蘭子希終於忍不住問出心中疑惑已久的問題:“為何急於扳倒犁陽首領,你到底想幹嘛?”先是蒼鼎,后是北捷,她實在不明白錢來來跟各國什麼仇什麼怨,非得攪得天下不得安生。

不是她,也會是別人。四國鼎立的局面在百年合約到期后註定不長久,與其等到末世爆發無休止的戰爭,不如在傷害最小的範圍內解決。這個範圍,叫皇室。

錢來來沉默了許久,最終還是沒有解釋這麼多,只是微微一笑,仰頭盯着她:“蘭子希,幫我一個忙吧。”

錢來來安靜的時候,聲音總是很小很軟,這時才讓人發覺到她還只是個小姑娘。蘭子希強硬不起來,低低應道:“什麼?”

她說的清淡:“犁陽首領退位后,代我做半年首領,半年之後,我來取回北捷,從此你與婆婆的生活,我再不干涉。”

“蘭子希啊,如果不能過安逸的生活,那麼我選擇站在最高點。”

“高處不勝寒,這就是我的報應。”

蘭子希臨走前,督了桌上那人一眼,嘆了口氣。錢來來總是沒心沒肺的模樣,可她真的活得那麼瀟洒嗎?這個問題大概只有錢來來自己知道。

現在,她該做的事只有一件――救出婆婆。

“來人,將這妖女拿下。”國師被面前這些女鬼煩得心神不定,加上錢來來多次挑釁,終於亂了陣腳。眾侍衛楞里楞氣的僵在那,遲遲不敢動。國師怒了:“愣着幹嘛?不殺了妖女,北捷不得安寧!”

“國、國師大人……”侍衛長哭喪着臉:“她面前有這麼多鬼怪,下屬不敢啊!”這麼多張牙舞爪的鬼,他們可不去送死。

錢來來噗嗤一笑:“哎呀國師大人,侍衛大哥們都是真性情的人,不敢就是不敢,要不你也承認算了,你心虛得不敢靠近吧?”

被個小姑娘一再諷刺,國師面子掛不住了,拂開眾人:“廢物!讓開。
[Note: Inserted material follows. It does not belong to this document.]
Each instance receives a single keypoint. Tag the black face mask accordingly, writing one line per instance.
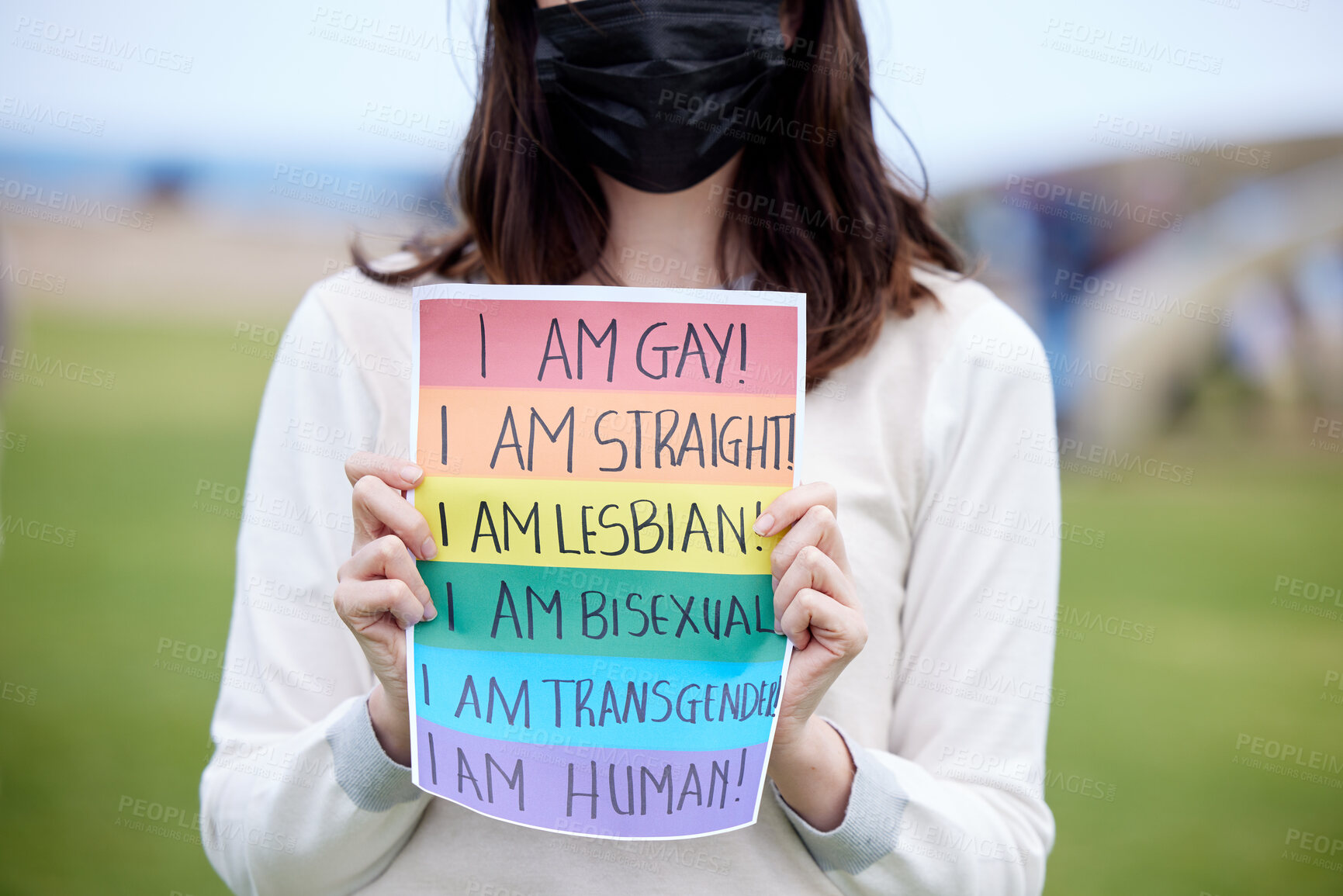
(657, 93)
”伴隨着步伐,國師袖中滑出把長矛,朝前狠狠一掃,戾氣一下將前面幾名女鬼打翻在地!

〔啊……畜牲……畜牲去死吧……〕女鬼在地上慘叫,錢來來不慌不忙,反而笑起來:“哎哎國師大人,打狗看主人,若害得它們魂飛魄散,怕您去陰曹地府報道的日子也不遠了。”

國師全然不把她放在眼裏:“呵,就憑你一個乳臭未乾的小鬼?”

“不不不,我跟它們,可沒關係。”聽見遠處匆匆趕來的腳步聲,錢來來眼睛一眯:“哎呀,‘家長’來了。”

話音未落,宮門在一瞬間破開,一把巨型鐮刀散發著黑幽幽的氣息,襯得執刀的手白得可怕。冥瞳高傲的仰頭:“愚民們,準備好迎接死神了嗎?”

科科,這樣狂霸酷帥的出場方式才配得上她死神這麼高大上的名號。

“嘭――”一個藍色的身影沿着優美的拋物線撞在了牆上,如果沒猜錯的話,此人剛剛的坐標就在冥瞳此時所在的位置。

“啪唧――”

那身影從牆上掉了下來,世界都安靜了。

“哎?”冥瞳盯着趴在地上挺屍的某仙,冒起了冷汗。這熟悉的身姿,這熟悉的配方……怎麼這麼像某位位高權重、分分鐘掌握着她仙德高低的大仙?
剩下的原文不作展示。